Field Notes: Ashgabat, Turkmenistan

Like anyone who travels often, I’m frequently asked what country I found most intriguing. I have learned something valuable everywhere I have journeyed; being in the world offers a practical education in international relations beyond what any formal degree or credential can convey.  That said, Ashgabat, Turkmenistan, the capital city of the former Soviet Union’s southernmost territory, stands out as the most distinctly unusual place I’ve been — a bizarre combination of wealth and persecution.  In 2009, Ashgabat was an oppressed Potemkin village of neon and marble; wide boulevards and beautiful buildings void of people or movement.  Today, by all accounts, the city remains a weird fusion of opulence and tyranny.  Think Las Vegas meets North Korea.

Turkmenistan is sandwiched between Uzbekistan, Kazakhstan, Afghanistan, Iran, and the Caspian Sea.  The Turkmen are not Turks, and they are quick to contrast their ancestry from their Anatolian neighbors to the west.  The Turkmen hail from five tribes, each of which is represented on their flag.  Nominally Muslim, the capital remains atheist (a legacy from Soviet days) and a majority of Ashgabat’s occupants are ethnically Russian.  The country’s five provinces roughly correspond with each Turkmen tribe’s traditional grazing grounds, and the patterns represented on the national flag were once woven into carpets and pillows as tribal banners when nomads roamed the Asian steppes.  These woven patterns were tribal marks of their identity, and clans remain the major organizing structure in the hinterlands.

But autocratic federal power, not tribal or clan authority, is the strongest political force in Turkmenistan.  Although the country lacks significant geopolitical influence, sales from the nation’s extensive natural gas reserves — primarily to Russian-owned energy companies — give the government tremendous wealth.  Saparmurat Niyazov, who appointed himself leader of all Turkmen, or “Turkmenbashi,” after the Soviet Union dissolved, harnessed this wealth and authority to establish an emperor-like cult of personality dynasty.  In addition to repressing political and religious freedom, Niyazov imposed his personal eccentricities on the people, including renaming all the months in a calendar year after his family members.  Niyazov died in 2006, and his loquaciously named successor, Gurbanguly Berdimuhamedov, has retained both the Turkmenbashi title and the cult of personality.

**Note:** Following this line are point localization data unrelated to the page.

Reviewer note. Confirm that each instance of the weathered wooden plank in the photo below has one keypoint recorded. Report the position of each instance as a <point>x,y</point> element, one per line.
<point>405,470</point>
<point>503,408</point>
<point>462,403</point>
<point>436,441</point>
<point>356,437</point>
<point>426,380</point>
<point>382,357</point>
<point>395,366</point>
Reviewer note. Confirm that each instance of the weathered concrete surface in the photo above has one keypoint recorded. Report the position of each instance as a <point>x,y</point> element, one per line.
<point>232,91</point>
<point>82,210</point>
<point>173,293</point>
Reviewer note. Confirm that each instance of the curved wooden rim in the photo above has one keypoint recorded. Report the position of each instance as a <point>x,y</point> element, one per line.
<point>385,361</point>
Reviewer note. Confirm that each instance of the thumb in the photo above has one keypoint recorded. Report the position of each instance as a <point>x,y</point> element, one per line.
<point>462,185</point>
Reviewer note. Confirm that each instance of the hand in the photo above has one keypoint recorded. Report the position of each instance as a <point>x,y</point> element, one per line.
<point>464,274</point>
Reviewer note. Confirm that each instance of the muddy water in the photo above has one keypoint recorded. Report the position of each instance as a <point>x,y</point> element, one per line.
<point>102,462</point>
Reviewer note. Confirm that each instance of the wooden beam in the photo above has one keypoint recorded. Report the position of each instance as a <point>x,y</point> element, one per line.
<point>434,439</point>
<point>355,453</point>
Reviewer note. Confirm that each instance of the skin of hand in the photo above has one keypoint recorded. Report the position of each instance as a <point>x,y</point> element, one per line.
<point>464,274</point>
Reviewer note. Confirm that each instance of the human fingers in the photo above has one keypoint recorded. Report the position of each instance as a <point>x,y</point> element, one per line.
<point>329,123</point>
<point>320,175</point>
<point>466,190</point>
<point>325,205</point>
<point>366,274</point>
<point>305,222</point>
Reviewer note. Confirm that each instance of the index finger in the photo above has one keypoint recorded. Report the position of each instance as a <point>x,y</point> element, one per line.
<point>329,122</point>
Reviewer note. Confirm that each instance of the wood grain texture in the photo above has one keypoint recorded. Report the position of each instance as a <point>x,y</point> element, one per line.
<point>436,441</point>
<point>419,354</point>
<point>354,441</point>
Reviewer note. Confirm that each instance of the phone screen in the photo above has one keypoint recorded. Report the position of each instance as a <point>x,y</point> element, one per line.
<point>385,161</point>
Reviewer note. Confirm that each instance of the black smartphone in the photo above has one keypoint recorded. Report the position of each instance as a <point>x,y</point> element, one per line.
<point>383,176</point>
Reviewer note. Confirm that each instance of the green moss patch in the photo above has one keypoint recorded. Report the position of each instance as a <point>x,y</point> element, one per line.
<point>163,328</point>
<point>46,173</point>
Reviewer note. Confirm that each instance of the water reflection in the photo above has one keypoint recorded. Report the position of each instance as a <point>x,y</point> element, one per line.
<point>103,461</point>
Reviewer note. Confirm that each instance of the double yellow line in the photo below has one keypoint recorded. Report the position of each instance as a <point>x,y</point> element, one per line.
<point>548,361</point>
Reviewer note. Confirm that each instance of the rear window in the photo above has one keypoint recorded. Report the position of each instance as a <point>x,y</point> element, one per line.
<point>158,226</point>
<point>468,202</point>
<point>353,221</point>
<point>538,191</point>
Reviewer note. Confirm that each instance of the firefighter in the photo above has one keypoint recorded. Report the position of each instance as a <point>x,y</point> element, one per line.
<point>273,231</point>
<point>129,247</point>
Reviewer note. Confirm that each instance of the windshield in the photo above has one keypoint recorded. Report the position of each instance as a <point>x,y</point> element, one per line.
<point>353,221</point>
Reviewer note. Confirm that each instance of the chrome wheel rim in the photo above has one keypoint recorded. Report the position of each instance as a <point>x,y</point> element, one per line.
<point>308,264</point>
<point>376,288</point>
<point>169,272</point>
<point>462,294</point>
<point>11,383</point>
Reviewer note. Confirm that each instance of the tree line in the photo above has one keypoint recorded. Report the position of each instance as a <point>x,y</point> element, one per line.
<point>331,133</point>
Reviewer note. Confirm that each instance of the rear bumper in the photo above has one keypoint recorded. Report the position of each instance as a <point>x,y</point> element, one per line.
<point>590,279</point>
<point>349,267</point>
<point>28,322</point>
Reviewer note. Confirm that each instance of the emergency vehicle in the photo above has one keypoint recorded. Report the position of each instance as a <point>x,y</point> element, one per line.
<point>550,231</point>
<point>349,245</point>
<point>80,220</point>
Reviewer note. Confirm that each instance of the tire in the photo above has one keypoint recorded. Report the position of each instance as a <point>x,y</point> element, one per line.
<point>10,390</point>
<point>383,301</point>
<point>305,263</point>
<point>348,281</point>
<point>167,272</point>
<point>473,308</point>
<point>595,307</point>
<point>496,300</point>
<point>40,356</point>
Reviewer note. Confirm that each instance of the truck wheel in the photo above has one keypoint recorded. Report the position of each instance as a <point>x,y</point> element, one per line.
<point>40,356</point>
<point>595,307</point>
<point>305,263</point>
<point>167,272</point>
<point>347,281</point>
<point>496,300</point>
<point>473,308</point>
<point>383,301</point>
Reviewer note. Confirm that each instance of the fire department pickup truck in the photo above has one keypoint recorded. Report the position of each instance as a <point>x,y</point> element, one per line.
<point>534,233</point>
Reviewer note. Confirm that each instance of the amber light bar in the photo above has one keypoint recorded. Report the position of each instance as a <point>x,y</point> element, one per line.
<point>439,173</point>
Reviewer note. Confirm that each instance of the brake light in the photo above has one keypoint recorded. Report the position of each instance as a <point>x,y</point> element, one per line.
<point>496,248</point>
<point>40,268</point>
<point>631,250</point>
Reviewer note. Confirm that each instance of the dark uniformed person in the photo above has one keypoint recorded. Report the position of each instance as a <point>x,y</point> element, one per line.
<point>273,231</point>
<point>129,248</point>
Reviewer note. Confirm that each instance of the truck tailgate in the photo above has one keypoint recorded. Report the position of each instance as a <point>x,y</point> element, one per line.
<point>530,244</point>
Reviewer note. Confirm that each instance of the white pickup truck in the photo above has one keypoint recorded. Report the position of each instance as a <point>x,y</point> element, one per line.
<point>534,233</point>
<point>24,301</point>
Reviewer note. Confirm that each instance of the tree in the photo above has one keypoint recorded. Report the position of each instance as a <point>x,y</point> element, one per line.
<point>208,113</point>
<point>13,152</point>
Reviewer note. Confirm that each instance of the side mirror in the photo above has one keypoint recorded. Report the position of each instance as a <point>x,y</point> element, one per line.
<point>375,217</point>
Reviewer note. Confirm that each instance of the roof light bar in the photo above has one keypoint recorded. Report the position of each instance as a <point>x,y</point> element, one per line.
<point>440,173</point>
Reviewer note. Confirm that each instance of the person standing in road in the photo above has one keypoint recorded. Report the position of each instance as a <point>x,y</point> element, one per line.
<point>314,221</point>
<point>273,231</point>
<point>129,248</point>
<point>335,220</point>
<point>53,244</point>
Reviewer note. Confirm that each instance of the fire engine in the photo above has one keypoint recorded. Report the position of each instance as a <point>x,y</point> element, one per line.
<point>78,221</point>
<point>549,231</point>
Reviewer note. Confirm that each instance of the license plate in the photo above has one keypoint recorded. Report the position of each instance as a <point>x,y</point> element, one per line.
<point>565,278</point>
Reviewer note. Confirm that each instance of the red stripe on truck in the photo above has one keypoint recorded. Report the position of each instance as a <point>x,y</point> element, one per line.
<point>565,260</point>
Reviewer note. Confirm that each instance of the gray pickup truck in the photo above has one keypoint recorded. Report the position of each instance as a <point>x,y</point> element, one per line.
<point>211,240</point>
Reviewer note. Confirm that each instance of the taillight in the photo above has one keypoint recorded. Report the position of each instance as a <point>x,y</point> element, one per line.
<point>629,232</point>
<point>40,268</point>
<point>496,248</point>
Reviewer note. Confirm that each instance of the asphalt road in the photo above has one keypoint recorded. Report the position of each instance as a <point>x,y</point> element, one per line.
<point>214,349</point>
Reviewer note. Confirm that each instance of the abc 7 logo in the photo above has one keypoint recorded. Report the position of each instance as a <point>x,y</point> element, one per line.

To the world, Ashgabat, Turkmenistan is a relatively unimportant place.  To me, the visual expression of so much simultaneous wealth and repression brought to mind Einstein’s dictum of genius being the ability to hold two opposite thoughts simultaneously.  I counted dozens of enormous marble buildings around Ashgabat without occupants.  I saw few vehicles transiting the city’s wide streets.  I watched groups of uniformed students — boys in suits; girls in traditional Turkmen dresses — amble in a haphazard formation of bobbing, aligned columns.  I saw a people rich and repressed, compelled to embrace ethnicity without religion, but lacking any real ability to practice an expression of either.  Turkmenistan has little incentive to change, which is what made it such an interesting place.  It will offer an object lesson in humanity’s perplexing oddities if you ever have a chance to visit.